Damage Effect Of Fragment On Metal Thin Target And Shielded Explosive At 2-3km / S

With the development of science and technology, the development of air combat platform is also very quickly. The incoming missiles, helicopter gunships have strong deterrent, including the supersonic missile increasing attention in various counties. How to intercept aerial gunships and supersonic missiles has become an important research topic in various countries. There are two methods to intercept and destroy the hypervelocity cruise missiles. One way is to use the hypervelocity projectile impact missile internal electronics. Another method is to use the hypervelocity projectile impact missile propellant, make the internal explosive explosion. The essence of these two methods is hypervelocity projectile damage the metal thin target and the shielding explosive.Currently, the research about hypervelocity impact was mainly on the field of aerospace, and the velocity is more than 3km/s. The research of low velocity was also basically under 2km/s, but the velocity between 2km/s and 3km/s was rarely been studied. In this paper, we use numerical simulation, theoretical calculations and experimental method to study the damage effect on metal thin target and shielding explosives under this speed segment.The result shows that the ductility hole will be formed when projectile vertical impact the target.

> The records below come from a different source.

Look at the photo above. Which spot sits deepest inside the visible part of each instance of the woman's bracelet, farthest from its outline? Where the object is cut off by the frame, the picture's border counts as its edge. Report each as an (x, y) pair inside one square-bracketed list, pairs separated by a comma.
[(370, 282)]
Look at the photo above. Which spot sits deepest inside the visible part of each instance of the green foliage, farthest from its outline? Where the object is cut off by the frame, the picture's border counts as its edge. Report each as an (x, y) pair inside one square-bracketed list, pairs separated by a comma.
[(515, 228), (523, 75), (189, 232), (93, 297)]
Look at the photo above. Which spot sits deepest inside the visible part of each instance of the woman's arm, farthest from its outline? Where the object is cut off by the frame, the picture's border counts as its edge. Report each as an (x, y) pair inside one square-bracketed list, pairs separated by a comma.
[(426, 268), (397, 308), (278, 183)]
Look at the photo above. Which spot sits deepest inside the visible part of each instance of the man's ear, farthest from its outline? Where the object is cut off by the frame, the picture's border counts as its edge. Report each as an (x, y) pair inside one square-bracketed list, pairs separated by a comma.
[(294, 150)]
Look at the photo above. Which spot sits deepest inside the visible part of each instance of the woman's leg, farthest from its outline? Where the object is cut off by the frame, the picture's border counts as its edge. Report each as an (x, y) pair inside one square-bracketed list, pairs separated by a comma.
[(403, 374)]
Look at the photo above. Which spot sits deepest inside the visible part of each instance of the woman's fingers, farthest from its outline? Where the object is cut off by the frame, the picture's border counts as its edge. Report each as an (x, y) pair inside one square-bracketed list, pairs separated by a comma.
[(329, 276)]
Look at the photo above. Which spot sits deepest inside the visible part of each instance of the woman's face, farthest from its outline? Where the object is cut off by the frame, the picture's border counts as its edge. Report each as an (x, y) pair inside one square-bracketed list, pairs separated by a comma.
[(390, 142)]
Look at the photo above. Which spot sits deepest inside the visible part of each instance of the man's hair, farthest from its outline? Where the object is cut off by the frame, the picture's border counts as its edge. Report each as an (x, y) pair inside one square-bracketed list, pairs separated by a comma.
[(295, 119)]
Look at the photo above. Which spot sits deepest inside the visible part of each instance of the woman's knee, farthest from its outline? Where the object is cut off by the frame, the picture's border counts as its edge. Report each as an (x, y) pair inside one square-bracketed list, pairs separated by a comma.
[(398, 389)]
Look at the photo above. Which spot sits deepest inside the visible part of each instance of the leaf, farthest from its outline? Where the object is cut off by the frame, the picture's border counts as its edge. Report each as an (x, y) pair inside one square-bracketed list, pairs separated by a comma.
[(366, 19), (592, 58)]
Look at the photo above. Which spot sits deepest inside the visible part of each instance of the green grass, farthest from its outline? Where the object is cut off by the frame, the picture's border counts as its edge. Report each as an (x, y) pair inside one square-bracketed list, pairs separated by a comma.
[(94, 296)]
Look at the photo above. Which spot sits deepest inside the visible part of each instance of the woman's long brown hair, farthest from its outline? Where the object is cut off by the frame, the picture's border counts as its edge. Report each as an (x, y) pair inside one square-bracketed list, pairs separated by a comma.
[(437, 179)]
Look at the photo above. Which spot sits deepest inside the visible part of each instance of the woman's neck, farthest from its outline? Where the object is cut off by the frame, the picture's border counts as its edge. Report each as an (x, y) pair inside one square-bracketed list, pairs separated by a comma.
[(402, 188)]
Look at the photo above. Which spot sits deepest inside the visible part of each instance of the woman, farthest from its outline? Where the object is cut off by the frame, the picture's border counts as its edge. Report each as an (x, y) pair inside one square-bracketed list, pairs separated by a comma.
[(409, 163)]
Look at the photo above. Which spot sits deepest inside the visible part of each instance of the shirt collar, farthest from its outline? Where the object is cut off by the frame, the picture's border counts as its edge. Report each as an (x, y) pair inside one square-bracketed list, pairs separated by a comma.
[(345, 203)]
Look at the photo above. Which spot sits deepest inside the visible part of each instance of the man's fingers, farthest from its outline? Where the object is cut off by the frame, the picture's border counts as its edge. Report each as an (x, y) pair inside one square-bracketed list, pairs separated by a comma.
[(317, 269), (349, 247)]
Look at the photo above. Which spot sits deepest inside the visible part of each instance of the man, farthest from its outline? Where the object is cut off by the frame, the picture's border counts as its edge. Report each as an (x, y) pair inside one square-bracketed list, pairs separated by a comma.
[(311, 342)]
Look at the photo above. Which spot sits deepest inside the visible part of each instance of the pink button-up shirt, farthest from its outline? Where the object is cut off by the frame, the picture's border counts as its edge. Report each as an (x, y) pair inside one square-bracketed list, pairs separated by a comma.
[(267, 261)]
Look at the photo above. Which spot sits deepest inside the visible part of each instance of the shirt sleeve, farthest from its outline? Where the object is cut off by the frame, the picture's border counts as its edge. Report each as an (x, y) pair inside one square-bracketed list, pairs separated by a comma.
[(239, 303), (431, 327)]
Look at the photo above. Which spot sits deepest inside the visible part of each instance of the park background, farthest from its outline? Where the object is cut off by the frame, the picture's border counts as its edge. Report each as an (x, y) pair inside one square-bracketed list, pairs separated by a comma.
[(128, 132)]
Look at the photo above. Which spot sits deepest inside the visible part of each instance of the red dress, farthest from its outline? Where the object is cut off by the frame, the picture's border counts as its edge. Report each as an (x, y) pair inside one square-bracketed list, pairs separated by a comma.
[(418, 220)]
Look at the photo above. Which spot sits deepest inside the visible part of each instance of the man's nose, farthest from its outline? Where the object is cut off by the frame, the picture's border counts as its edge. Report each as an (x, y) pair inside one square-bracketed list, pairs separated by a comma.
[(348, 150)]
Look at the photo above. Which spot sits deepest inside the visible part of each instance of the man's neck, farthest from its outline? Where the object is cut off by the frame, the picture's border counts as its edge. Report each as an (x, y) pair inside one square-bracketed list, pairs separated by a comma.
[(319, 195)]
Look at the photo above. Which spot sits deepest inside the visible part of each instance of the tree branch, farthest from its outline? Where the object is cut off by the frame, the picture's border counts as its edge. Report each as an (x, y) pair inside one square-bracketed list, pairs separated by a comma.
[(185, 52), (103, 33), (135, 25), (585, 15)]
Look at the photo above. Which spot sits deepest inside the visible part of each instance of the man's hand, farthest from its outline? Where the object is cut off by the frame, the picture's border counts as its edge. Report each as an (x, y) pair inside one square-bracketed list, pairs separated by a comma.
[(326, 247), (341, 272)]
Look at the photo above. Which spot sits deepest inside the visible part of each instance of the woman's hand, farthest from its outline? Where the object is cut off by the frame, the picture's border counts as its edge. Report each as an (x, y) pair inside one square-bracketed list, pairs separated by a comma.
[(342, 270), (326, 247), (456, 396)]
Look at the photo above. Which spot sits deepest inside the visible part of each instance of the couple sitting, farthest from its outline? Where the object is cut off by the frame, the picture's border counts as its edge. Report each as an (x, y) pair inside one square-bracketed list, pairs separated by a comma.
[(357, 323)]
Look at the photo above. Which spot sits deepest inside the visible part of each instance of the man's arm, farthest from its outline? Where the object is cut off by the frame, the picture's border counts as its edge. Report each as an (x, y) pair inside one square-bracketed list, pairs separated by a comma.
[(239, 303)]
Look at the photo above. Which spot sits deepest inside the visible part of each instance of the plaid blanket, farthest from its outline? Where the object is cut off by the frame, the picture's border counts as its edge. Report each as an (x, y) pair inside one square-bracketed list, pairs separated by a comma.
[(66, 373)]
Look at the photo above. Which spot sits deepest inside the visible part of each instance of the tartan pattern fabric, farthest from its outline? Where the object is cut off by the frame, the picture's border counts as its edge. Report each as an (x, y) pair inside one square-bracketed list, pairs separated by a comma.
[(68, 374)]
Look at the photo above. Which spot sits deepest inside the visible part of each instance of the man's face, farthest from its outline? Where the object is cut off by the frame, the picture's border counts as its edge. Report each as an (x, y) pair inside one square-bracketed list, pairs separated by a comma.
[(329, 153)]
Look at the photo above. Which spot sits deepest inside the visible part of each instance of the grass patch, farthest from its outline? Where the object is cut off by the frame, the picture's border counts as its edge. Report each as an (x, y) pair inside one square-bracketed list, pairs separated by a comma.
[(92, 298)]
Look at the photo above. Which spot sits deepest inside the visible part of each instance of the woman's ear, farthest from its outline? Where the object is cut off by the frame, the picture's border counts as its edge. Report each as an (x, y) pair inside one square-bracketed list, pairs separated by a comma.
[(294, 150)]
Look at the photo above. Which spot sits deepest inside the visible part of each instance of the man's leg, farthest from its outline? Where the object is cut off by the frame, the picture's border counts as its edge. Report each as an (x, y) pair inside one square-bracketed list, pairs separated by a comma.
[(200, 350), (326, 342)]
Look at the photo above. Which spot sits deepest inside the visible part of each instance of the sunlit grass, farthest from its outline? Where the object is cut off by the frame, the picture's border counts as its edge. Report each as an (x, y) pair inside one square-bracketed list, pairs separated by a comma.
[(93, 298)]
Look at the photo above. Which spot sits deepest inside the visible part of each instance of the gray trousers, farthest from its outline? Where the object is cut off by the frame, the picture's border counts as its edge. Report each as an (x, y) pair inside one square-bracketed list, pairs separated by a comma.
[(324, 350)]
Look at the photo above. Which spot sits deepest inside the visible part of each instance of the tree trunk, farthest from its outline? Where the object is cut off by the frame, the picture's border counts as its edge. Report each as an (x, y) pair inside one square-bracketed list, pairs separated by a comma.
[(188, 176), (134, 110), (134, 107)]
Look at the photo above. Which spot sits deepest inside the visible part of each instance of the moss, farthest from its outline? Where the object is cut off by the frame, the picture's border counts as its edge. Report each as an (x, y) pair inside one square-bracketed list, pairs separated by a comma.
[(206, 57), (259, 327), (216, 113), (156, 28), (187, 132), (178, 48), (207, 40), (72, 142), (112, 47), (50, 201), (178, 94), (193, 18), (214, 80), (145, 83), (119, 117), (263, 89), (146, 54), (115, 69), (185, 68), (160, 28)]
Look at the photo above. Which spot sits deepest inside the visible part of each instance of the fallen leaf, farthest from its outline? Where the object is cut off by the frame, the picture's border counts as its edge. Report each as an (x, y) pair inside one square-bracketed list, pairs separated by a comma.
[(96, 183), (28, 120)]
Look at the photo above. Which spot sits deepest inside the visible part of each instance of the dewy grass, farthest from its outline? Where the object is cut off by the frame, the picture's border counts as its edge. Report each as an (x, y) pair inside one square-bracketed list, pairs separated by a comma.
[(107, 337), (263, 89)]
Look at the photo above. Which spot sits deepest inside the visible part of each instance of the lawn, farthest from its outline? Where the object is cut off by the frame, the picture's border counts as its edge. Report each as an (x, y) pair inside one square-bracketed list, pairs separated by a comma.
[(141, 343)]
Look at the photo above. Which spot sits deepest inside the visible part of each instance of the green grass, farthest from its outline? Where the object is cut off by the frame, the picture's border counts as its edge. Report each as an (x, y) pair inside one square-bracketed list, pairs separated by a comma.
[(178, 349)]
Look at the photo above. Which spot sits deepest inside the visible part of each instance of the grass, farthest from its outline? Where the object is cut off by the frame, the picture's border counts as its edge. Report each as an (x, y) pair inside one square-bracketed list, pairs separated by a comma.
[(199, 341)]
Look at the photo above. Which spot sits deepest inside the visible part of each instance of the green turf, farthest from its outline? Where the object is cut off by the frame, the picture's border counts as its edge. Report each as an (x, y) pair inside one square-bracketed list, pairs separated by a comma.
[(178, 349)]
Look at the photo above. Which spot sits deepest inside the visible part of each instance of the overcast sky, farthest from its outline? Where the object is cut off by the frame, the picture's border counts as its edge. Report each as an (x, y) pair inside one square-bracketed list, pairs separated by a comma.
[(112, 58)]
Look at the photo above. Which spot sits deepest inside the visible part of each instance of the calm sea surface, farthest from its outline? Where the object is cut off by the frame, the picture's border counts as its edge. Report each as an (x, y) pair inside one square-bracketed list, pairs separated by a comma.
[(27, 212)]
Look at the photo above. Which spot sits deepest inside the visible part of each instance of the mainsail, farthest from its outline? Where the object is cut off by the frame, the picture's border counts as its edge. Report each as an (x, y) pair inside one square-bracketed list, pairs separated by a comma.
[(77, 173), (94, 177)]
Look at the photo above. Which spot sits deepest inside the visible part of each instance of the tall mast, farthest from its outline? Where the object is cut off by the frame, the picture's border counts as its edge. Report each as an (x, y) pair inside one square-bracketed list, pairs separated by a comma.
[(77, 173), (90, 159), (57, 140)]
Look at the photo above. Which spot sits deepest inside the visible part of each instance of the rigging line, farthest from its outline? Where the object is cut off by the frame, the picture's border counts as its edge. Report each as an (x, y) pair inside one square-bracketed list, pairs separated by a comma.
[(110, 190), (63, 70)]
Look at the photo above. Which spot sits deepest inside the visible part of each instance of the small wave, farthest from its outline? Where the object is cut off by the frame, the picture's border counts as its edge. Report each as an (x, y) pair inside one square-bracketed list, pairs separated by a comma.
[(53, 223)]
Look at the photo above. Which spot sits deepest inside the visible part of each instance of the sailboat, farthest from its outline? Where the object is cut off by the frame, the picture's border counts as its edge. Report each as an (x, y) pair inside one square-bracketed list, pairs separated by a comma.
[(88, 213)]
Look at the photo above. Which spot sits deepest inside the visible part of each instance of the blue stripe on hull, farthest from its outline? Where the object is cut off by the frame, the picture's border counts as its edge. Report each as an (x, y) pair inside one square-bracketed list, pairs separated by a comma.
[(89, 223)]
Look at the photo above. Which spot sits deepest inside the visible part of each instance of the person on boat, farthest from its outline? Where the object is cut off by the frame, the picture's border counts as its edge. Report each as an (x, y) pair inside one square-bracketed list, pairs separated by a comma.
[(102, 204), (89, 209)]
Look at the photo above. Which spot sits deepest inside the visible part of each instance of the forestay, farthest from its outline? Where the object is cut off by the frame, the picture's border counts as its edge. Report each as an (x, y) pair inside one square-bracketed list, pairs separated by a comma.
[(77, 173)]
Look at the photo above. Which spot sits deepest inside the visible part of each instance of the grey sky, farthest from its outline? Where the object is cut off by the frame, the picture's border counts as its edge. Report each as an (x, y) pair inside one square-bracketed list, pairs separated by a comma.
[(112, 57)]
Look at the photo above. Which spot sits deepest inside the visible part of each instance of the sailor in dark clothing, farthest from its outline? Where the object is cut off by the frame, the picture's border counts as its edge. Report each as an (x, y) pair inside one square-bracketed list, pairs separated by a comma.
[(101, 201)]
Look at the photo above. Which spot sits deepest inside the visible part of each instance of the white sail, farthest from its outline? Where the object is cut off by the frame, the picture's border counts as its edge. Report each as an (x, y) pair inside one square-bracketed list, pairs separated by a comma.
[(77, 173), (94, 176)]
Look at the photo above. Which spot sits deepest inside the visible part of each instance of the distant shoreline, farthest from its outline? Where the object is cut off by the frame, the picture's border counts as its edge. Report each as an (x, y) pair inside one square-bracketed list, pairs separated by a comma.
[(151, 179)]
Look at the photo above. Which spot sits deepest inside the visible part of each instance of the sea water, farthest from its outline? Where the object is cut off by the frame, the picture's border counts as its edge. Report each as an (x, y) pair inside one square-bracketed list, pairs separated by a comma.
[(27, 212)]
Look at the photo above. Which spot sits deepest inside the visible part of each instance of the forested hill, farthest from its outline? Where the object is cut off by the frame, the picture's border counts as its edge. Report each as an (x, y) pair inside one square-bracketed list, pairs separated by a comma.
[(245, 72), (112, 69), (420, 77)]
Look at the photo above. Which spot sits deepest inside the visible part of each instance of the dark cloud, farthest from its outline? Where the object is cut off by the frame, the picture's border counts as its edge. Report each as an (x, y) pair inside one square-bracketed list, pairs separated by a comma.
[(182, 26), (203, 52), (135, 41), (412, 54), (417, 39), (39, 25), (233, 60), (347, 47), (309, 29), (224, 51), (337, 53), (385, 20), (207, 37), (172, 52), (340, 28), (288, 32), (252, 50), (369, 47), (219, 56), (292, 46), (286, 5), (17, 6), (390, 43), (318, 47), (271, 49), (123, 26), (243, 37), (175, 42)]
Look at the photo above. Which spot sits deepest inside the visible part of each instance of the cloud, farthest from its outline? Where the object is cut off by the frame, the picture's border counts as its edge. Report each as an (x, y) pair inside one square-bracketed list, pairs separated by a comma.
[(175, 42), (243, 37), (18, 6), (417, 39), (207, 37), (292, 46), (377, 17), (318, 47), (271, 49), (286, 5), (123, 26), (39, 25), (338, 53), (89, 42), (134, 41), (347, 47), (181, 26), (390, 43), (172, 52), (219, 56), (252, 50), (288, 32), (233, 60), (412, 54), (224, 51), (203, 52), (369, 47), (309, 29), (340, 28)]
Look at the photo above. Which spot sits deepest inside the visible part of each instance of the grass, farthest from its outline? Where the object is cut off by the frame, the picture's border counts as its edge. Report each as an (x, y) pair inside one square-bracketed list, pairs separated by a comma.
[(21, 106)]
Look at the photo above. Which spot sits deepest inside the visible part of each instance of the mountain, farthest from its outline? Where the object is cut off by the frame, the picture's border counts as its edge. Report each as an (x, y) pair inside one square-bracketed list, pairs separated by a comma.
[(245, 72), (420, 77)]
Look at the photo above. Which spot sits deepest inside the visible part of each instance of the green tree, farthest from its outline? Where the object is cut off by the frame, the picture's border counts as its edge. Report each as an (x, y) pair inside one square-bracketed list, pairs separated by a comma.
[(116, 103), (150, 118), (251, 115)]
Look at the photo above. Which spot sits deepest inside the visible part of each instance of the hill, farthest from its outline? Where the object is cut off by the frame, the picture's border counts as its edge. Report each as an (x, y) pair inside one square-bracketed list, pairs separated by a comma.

When we use the projectile vertical impact steel target plate, the projectile upsetting deformation will be occurred. The projectile size increased 8.75% compared to the original. While in the low-speed segment, perforation diameter formed on the target plate was almost the same as the diameter of the projectile, none ductility hole was formed. When projectile vertical penetration the target, the diameter of hole formed on steel was bigger than aluminum. For shielded explosives impact initiation problem, theoretical calculation and numerical simulation are in good agreement and error was less than 5.98%.It shows that the established theoretical calculation method is effective. Under the same conditions, the tungsten alloy fragment is better than steel and copper about the critical detonation velocity. With the increase of the incident angle and the target thickness, the critical impact initiation velocity also increased.